When brewing coffee in your home, there can be a range of different problems that you encounter with your brews. These can range from the water from your kettle being too hot to the coffee that you’re working with simply being a little stale. Well, there is actually a fascinating too that can help you to explore the best ways to correct brews from your home bar that are perhaps a little under the weather – the coffee compass is here to help your brewing!
At the most basic level, the coffee compass is a simple thing. It consists of a rough diagram of coffee flavors and a directional graph of solutions. The idea is simple, you find a word on the diagram to describe your brew (sour, for example) and note which direction you need to travel in to achieve a better flavor.
For a sour coffee, you need to transport your brew right on the coffee compass. The directional graph gives you a solution for this – extract more flavor from less coffee. There are a number of ways to do this, and that’s what we’re going to be talking about today.
Too strong
A brew of coffee that’s too strong might sound like something a little hard to make happen. Well, that’s actually not the case – many brews can be a little too strong for their own good, and can often taste sharp and strong. Brews that are too strong can also taste a little soupy, since the texture of the coffee may have some small pieces floating in it, altering the mouthfeel.
A brew that’s too strong is at the exact top of the coffee compass. Therefore, we can use the coffee directional graph to see that we should use less coffee in our brews.
This is a simplistic way of looking at it – what the graph means is that you should correct your ratio of coffee to water. For a liter of water, James Hoffman typically recommends starting at 60g of ground coffee. With a little math, you can figure out the weight of coffee needed for your brew. If the taste is still too strong, reducing it to a 50g per liter ratio could be a good first step.
Too weak
Coffee being too weak is truly infuriating. We’re certainly not speaking only for ourselves when we say that the reason a morning cup of coffee is so great is that it feels like it grabs you by the shirt and wakes you up in the mornings. Well, if you don’t achieve that brew, then your coffee is, perhaps, a little too weak.
A weak brew will typically taste a little like tea, in that you’ll likely be able to taste the notes of the tap water within the coffee that you’re drinking.
Going by the directional coffee compass, we know what the next step is from the base of the coffee wheel – more coffee will take us vertically upwards.
More coffee is, of course, the inverse of what we were just talking about. If you were to start at the 60g per liter ratio that we mentioned before, more coffee could be bumping it up to 65g or 70g per liter of water in your brew. This will lead to a much more intense coffee flavor since there’s simply more coffee in the brew.
Under extracted
It’s quite hard to tell, from a beginner’s point of view, if a cup of coffee is under-extracted. The best way to tell that, and give it a little bit of consideration, is to question whether the primary flavors in your cup are quite sour or salty. These flavors are some easily soluble compounds in all different food and drink, meaning that an under-extracted brew has had a chance to dissolve those first compounds, without getting its hands on those more elusive coffee flavor compounds.

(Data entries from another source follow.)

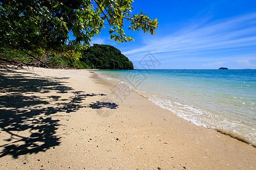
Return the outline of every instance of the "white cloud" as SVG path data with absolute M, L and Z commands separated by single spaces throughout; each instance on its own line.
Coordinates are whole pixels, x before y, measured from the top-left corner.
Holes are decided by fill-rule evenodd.
M 151 37 L 144 40 L 142 46 L 123 53 L 134 58 L 148 52 L 159 56 L 174 57 L 248 46 L 253 49 L 253 46 L 256 49 L 255 32 L 256 13 L 253 13 L 203 27 L 195 24 L 164 37 Z
M 93 44 L 105 44 L 105 40 L 103 38 L 94 37 L 92 39 L 92 42 Z

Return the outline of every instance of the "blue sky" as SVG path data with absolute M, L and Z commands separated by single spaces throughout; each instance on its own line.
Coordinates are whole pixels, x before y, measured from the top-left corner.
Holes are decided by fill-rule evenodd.
M 148 52 L 161 63 L 156 69 L 256 69 L 256 1 L 142 1 L 133 14 L 158 18 L 156 34 L 128 30 L 133 42 L 118 44 L 108 29 L 93 43 L 113 45 L 138 68 Z

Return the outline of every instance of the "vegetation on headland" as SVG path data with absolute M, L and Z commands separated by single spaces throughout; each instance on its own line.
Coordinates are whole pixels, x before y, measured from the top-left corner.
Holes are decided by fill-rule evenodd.
M 115 47 L 94 44 L 82 52 L 81 62 L 91 69 L 133 69 L 133 64 L 128 58 Z
M 92 69 L 133 69 L 133 62 L 119 50 L 111 45 L 94 44 L 80 53 L 82 57 L 76 58 L 65 57 L 57 58 L 55 55 L 48 55 L 48 66 Z M 20 64 L 20 66 L 44 66 L 40 62 L 35 64 L 34 58 L 19 50 L 5 50 L 2 53 L 0 60 L 0 65 L 1 63 L 8 61 L 14 65 Z
M 131 16 L 133 1 L 2 1 L 0 59 L 18 66 L 30 63 L 48 66 L 55 62 L 70 62 L 80 67 L 81 51 L 90 46 L 92 37 L 105 26 L 110 38 L 118 42 L 134 40 L 125 33 L 125 21 L 130 22 L 129 29 L 154 34 L 157 19 L 142 12 Z

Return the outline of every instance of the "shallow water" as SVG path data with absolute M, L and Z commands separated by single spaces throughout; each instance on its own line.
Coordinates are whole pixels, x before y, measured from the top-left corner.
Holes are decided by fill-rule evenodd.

Using the coffee compass, we can see that we need to travel to the right, which means more extraction is required, and less coffee, perhaps, ought to be used.
More extraction is quite easy to achieve really when you consider that the process of extraction is mostly just the dissolving of flavor and aroma compounds from the coffee grounds themselves. To make the compounds more easily available, you can grind finer. Alternatively, you can draw out the compounds over a longer period of time by simply allowing the coffee to be immersed in hot water for longer. This will draw the flavor out easily.
When you do increase the level of extraction that you’re working with in your coffee, it can become overwhelming quite quickly. The reason for this is that you’ll have greater extraction over the same volume of coffee, leading to a more intense flavor being extracted over the same period of time. In the end, you can have quite a potent brew.
To counter this problem before you really encounter it, it’s worth decreasing the coffee dosage by a gram or so. You may still run into the same problem, but it will be easier to account for over time, which makes the entire process a lot simpler.
Over extracted
If your coffee is over-extracted, you might consider it to be bitter or powdery. When we say that a cup of coffee is bitter, you might say ‘yes, obviously!’, and you’d be right to do so. Coffee is naturally quite a bitter drink, but when coffee is over-extracted, the bitterness can become so intense that it becomes hard to drink.
To cut that bitterness, we need to use the coffee compass to travel left, meaning that we should extract less flavor from a little more coffee.
The simplest way to do this is to make our coffee a little more coarsely ground, as that will result in less extraction possible over the course of a given period of time. This will cut the bitterness and, hopefully, allow you to enjoy a rich brew with a robust flavor that, while it’s not weak, is certainly not strong and intense.
Conclusion
Brewing coffee can be tricky, and the coffee compass is a great way to consider how you can easily change things up in your home brewing routine. We hope that it’s been able to give you new insight into brewing better and better cups in your home.